Syahidnya Sultan Imaduddin Zanki setelah dibunuh oleh pembunuh bayaran yang didanai oleh pasukan Salib (ada yang mengatakan dibunuh oleh tentara Prancis bernama Yarankash) . Beliau wafat pada usia 64 tahun, di saat memimpin Kaum Muslimin untuk mengepung benteng Ja’bar, garis pertahanan Pasukan Salib di Sungai Eufrat.
Dunia Islam Abad 11 Masehi. Winter is coming. “Musim dingin” yang panjang bagi Kaum Muslimin sedunia, saat mereka hidup dalam ancaman Pasukan Salib yang sudah 50 tahun menguasai Palestina. Tak ada raja muslim yang berhasil mengalahkan mereka. Kabar kemenangan seperti mustahil. Mitos pun beredar, seakan-akan mengabarkan pada setiap muslim bahwa Pasukan Salib tak pernah terkalahkan.

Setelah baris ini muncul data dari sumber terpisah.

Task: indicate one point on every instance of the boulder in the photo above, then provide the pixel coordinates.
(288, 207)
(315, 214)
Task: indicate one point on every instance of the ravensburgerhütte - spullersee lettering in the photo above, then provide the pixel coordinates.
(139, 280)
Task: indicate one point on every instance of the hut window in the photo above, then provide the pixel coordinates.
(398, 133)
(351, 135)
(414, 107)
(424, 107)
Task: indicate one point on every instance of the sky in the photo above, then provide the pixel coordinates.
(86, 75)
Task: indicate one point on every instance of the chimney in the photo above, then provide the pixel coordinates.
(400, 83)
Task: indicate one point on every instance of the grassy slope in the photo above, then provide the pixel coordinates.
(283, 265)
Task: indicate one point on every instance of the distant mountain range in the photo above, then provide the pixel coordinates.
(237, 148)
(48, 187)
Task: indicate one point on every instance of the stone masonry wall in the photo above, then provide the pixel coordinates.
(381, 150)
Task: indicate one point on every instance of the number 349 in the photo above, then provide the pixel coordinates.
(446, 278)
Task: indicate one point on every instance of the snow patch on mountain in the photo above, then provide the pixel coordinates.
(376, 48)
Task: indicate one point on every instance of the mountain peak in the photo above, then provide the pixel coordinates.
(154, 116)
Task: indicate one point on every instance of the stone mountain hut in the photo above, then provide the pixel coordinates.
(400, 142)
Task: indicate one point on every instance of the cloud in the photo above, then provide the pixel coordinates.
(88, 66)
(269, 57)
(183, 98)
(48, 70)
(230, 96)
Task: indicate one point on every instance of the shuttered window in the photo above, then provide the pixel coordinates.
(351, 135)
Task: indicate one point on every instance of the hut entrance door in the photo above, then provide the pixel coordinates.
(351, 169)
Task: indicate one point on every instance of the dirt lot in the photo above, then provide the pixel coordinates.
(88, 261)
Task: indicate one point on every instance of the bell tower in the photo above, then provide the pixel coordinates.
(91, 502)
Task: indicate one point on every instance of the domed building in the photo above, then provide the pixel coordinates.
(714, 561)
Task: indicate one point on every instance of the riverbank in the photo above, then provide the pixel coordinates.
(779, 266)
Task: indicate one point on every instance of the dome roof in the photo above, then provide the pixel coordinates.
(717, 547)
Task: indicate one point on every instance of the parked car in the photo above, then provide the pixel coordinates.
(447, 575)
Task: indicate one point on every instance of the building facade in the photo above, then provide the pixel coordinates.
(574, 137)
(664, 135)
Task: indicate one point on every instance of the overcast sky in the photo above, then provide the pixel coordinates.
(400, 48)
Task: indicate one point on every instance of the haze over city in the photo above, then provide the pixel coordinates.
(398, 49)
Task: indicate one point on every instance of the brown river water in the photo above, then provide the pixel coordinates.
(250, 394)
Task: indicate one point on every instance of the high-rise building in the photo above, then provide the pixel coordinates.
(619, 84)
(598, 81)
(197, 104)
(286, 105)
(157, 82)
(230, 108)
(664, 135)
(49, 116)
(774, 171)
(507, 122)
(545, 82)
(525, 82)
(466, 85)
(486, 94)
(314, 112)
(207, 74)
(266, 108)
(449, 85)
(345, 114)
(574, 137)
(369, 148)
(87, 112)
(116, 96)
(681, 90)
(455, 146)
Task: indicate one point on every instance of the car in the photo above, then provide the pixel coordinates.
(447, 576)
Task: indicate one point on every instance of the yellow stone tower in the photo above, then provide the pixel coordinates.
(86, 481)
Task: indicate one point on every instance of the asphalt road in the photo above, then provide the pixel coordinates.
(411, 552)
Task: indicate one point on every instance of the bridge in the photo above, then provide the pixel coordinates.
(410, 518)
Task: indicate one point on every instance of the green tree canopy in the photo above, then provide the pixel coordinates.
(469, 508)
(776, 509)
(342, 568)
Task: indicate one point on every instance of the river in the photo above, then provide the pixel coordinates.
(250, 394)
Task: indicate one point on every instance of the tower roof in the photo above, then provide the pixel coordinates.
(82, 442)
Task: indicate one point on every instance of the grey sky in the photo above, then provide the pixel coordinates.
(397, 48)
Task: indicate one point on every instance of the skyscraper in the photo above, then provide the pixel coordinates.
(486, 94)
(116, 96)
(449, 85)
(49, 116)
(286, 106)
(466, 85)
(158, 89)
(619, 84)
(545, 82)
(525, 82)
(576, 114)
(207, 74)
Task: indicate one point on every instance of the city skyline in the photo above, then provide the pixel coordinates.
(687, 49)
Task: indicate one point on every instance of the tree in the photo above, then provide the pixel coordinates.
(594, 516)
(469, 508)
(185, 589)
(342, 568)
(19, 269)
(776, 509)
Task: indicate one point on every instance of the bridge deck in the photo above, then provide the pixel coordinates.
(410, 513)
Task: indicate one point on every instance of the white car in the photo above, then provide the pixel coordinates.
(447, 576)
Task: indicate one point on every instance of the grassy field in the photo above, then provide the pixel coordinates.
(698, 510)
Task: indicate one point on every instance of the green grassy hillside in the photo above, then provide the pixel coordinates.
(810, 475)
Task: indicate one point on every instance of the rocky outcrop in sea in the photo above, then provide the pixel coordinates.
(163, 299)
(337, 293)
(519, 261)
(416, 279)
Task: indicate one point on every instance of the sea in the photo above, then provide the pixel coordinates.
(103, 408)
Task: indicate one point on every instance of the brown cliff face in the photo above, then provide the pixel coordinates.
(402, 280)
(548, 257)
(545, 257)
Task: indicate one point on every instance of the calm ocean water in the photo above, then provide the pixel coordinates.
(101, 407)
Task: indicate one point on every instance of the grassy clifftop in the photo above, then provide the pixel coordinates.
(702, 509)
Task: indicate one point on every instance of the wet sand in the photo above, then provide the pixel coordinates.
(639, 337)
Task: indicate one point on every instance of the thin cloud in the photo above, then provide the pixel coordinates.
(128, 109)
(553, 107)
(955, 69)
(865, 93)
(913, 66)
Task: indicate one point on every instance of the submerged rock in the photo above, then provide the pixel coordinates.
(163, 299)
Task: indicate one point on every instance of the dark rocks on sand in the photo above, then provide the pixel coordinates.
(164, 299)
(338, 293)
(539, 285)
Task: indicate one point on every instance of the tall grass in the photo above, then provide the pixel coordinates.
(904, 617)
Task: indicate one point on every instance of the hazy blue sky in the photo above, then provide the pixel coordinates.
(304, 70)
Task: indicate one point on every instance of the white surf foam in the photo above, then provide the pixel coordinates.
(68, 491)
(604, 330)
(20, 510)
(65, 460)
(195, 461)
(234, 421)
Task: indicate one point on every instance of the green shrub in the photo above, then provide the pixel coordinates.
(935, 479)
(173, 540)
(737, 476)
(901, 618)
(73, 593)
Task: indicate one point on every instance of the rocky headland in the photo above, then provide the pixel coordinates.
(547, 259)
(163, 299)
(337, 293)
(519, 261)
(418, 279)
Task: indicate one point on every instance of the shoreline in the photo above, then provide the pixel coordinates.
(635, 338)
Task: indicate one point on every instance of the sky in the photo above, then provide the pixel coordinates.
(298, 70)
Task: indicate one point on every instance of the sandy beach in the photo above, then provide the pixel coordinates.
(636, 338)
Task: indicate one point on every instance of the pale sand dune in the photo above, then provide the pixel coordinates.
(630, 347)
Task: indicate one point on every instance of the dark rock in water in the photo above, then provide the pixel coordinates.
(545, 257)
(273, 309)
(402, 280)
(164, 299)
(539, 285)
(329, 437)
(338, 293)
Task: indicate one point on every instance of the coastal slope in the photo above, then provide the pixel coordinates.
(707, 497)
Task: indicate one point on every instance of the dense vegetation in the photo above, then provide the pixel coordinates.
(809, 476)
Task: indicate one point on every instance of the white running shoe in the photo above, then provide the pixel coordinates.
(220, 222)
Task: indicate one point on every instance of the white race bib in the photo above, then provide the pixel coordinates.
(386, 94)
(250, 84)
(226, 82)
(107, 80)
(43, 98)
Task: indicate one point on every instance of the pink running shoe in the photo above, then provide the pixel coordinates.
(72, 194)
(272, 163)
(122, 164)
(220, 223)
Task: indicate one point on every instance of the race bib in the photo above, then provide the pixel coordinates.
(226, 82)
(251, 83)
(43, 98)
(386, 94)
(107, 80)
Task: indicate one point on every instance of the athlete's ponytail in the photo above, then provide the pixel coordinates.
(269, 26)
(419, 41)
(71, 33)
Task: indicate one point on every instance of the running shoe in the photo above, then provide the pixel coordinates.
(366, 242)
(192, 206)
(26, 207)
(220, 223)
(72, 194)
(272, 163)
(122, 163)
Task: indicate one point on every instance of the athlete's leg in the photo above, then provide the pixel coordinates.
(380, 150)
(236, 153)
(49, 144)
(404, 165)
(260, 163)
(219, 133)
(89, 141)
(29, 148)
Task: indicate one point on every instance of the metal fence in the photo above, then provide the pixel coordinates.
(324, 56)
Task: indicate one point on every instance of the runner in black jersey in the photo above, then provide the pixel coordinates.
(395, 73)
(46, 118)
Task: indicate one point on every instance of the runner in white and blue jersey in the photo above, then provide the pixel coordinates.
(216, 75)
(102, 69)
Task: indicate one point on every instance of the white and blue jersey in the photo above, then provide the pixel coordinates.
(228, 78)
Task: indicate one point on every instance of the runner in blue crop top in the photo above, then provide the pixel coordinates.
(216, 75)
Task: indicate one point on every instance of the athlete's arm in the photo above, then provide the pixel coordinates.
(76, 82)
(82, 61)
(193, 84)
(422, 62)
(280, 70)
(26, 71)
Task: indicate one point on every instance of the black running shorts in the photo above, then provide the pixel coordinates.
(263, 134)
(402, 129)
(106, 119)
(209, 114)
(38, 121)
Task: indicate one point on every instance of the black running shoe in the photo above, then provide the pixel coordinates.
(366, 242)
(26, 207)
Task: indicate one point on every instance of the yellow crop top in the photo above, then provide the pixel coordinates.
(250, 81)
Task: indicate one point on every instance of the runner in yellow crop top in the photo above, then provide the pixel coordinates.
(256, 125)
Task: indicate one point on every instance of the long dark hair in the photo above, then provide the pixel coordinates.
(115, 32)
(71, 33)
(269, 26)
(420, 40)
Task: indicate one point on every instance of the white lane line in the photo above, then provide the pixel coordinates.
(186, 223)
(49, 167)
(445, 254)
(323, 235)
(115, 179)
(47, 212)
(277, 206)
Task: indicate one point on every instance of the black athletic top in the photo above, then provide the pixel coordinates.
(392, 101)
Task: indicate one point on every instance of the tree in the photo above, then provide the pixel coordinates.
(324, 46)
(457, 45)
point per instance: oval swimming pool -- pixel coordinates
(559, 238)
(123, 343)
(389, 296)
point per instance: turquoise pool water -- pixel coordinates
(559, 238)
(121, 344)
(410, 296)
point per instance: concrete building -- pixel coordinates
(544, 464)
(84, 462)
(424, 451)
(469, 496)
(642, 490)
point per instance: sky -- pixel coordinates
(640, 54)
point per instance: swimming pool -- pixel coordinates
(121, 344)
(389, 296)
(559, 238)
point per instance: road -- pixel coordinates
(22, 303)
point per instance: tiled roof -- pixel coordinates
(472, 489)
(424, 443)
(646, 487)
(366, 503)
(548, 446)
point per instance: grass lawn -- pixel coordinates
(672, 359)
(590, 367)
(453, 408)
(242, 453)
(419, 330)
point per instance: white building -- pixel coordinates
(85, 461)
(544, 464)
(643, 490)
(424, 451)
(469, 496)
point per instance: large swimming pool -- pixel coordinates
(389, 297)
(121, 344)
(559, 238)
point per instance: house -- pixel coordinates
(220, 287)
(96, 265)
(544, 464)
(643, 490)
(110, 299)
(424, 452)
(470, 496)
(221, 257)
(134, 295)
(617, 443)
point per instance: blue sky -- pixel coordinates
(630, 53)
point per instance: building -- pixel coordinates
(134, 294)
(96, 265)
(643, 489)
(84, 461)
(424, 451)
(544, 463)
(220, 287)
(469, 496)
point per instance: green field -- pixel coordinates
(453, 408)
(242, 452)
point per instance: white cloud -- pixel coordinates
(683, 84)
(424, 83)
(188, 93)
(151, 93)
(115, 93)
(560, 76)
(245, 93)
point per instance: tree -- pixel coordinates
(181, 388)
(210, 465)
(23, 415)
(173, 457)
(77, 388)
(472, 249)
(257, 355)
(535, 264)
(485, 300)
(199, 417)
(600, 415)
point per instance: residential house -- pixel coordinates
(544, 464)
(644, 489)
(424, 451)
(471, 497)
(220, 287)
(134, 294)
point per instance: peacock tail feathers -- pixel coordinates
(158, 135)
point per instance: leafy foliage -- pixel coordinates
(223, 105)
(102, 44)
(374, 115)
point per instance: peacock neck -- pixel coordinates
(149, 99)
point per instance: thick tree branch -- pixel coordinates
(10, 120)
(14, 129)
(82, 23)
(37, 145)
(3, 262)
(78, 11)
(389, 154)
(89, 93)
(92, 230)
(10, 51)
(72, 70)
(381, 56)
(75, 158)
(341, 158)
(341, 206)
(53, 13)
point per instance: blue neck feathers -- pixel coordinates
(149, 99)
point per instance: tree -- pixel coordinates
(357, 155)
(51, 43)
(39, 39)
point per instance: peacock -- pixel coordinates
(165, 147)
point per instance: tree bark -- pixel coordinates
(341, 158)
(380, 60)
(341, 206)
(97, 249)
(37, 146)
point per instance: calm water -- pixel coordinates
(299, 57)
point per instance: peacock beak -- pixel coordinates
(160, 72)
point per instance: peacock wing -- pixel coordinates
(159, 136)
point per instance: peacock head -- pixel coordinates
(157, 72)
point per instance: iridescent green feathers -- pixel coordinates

Semua itu bermula sejak tahun 1099, Pasukan Salib berhasil merobohkan Kota Baitul Maqdis. Mereka datang berbondong-bondong dari belasan kerajaan Eropa, kemudian membangun 5 kerajaan Salib di wilayah Syam. Masing-masing memiliki raja dan pemerintahan sendiri, saling bantu membantu untuk memecah belah umat Islam.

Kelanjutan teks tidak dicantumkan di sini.